So, one night last year, the television in the basement erupted about two decibels above a shell exploding next to my bed, and it was blasting an Amber Alert through the vents from two floors down, at exactly 11:11p.m, and woke me out of a deep sleep.

I raced downstairs and was enveloped in a bellowing male voice describing two missing children and their clothing and their last known whereabouts.  I turned off the sound and noticed the television was black.

Immediately, I went to check on my three children. I found my last child, Eva, in tears that she could not explain to me. She could not stop crying.  I brought her into bed with me.

I had been thinking about my Mom alot that day - wondering if she was doing okay, and lamenting about feeling alone in my grief - even conversing with her outloud at some points, because the house was uncharacteristically vacant, except for me, and I found myself alone with my thoughts, which had not happened in a long time.

The following morning, my Dad informed me that he had sold my childhood home. I didn't even know it was on the market.

But, I also discovered this essay contest on Facebook about "Women and Transitioning" and entered this story in it.  I had already written part of this blog, entitled at the time, Disconnection and Regeneration, but I could not bring myself to write anymore, so I saw this are her "urging me from the grave to follow my dreams and return to what makes me happy." I mean, it was all SO PERFECT!

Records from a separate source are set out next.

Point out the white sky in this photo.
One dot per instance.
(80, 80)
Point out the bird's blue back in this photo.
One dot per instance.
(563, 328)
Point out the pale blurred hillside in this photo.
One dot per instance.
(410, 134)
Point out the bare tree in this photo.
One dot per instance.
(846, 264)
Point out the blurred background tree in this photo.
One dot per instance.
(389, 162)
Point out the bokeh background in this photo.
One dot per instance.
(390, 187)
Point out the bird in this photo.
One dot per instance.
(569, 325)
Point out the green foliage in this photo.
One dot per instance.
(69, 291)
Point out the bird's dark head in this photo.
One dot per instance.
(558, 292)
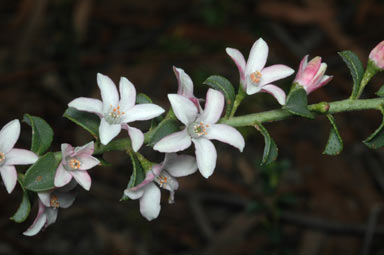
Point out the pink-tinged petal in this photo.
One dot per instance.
(274, 73)
(107, 131)
(239, 60)
(206, 156)
(257, 57)
(62, 176)
(127, 94)
(20, 157)
(38, 223)
(134, 194)
(82, 178)
(214, 105)
(174, 142)
(142, 112)
(275, 91)
(108, 91)
(87, 105)
(150, 202)
(183, 108)
(226, 134)
(180, 165)
(9, 135)
(185, 84)
(9, 176)
(136, 136)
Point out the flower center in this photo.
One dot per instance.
(54, 202)
(255, 77)
(197, 129)
(114, 115)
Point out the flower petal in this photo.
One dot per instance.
(20, 157)
(9, 135)
(9, 176)
(127, 94)
(275, 91)
(226, 134)
(239, 60)
(82, 178)
(142, 112)
(108, 91)
(206, 156)
(183, 108)
(62, 176)
(214, 105)
(274, 73)
(180, 165)
(257, 57)
(150, 202)
(38, 223)
(87, 105)
(107, 131)
(174, 142)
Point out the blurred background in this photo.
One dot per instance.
(305, 203)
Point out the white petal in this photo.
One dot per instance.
(239, 60)
(142, 112)
(257, 57)
(180, 165)
(214, 105)
(20, 157)
(275, 91)
(150, 202)
(127, 94)
(183, 108)
(108, 91)
(9, 175)
(62, 176)
(82, 178)
(107, 131)
(174, 142)
(206, 156)
(274, 73)
(9, 135)
(226, 134)
(38, 223)
(137, 138)
(87, 105)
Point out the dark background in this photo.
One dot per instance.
(306, 203)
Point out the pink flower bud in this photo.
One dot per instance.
(311, 74)
(377, 55)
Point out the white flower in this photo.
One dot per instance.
(200, 128)
(9, 156)
(75, 163)
(164, 175)
(254, 76)
(115, 113)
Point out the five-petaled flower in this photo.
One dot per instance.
(164, 175)
(74, 163)
(254, 77)
(115, 113)
(200, 127)
(9, 156)
(311, 74)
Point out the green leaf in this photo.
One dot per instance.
(88, 121)
(40, 176)
(356, 68)
(270, 148)
(222, 84)
(297, 102)
(335, 143)
(42, 134)
(25, 205)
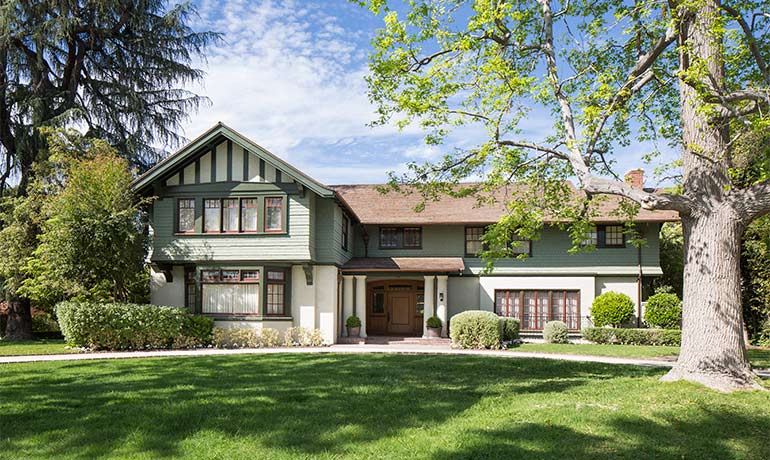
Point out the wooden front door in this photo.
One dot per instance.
(394, 307)
(401, 312)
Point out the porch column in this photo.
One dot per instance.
(361, 301)
(429, 298)
(347, 301)
(442, 301)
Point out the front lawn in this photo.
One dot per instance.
(759, 357)
(34, 347)
(369, 406)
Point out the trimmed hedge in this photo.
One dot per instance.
(555, 332)
(612, 309)
(476, 329)
(629, 336)
(663, 310)
(510, 327)
(124, 326)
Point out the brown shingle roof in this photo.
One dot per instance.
(373, 207)
(405, 264)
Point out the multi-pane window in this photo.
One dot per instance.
(212, 216)
(276, 293)
(249, 208)
(345, 225)
(473, 241)
(230, 215)
(606, 236)
(273, 214)
(190, 289)
(534, 308)
(230, 292)
(186, 215)
(400, 237)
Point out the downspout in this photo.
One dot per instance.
(639, 287)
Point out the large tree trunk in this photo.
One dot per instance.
(19, 320)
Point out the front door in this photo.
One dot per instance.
(400, 312)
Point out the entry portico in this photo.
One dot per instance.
(396, 295)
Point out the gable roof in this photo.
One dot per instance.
(218, 131)
(372, 207)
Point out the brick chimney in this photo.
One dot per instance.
(635, 178)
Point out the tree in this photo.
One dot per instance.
(91, 245)
(611, 73)
(115, 67)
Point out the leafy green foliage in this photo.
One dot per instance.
(663, 310)
(124, 326)
(629, 336)
(476, 329)
(434, 322)
(91, 245)
(510, 328)
(612, 309)
(555, 332)
(353, 321)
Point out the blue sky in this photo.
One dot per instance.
(289, 75)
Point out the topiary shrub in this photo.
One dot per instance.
(476, 329)
(510, 328)
(632, 336)
(123, 326)
(555, 332)
(612, 309)
(663, 310)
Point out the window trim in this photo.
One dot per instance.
(550, 292)
(399, 237)
(283, 214)
(178, 220)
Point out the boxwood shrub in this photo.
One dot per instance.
(612, 309)
(510, 327)
(124, 326)
(476, 329)
(629, 336)
(555, 332)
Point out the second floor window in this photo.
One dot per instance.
(212, 216)
(273, 214)
(400, 237)
(186, 215)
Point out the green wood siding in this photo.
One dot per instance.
(328, 241)
(549, 253)
(294, 245)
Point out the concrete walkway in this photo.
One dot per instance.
(350, 349)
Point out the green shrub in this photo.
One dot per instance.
(663, 310)
(629, 336)
(555, 332)
(302, 337)
(612, 309)
(476, 329)
(434, 322)
(353, 321)
(235, 337)
(123, 326)
(510, 328)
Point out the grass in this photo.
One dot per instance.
(33, 347)
(369, 406)
(759, 357)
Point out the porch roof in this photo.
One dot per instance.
(404, 264)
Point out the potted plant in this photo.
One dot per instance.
(434, 327)
(353, 323)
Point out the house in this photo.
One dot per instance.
(242, 236)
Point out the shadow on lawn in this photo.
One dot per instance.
(311, 405)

Apparently it was the house, though, because my entry has since been rejected. I like to imagine the reviewers sitting around an oval table after reading my essay, and one guy sighs as he presses his fingertips together in a prism, and he says, "Ohhhh, I don't know, it's just not SAD enough.  I mean, if she would have put more EMOTION into it.  I don't know.  I just wish there were like,  a MESSAGE."

Although, my Mom COULD have been setting me up, which is entirely possible.  LOL.

You see, watching a parent die, to me, is the equivalent of being in a car accident and suffering from Post Traumatic Stress Disorder. In a serious automobile incident, just before the moment of impact, your brain and nervous system literally shut down because it is too traumatic for your body to process.  This is why many people experience memory up to a crash, but no memory of the actual collision.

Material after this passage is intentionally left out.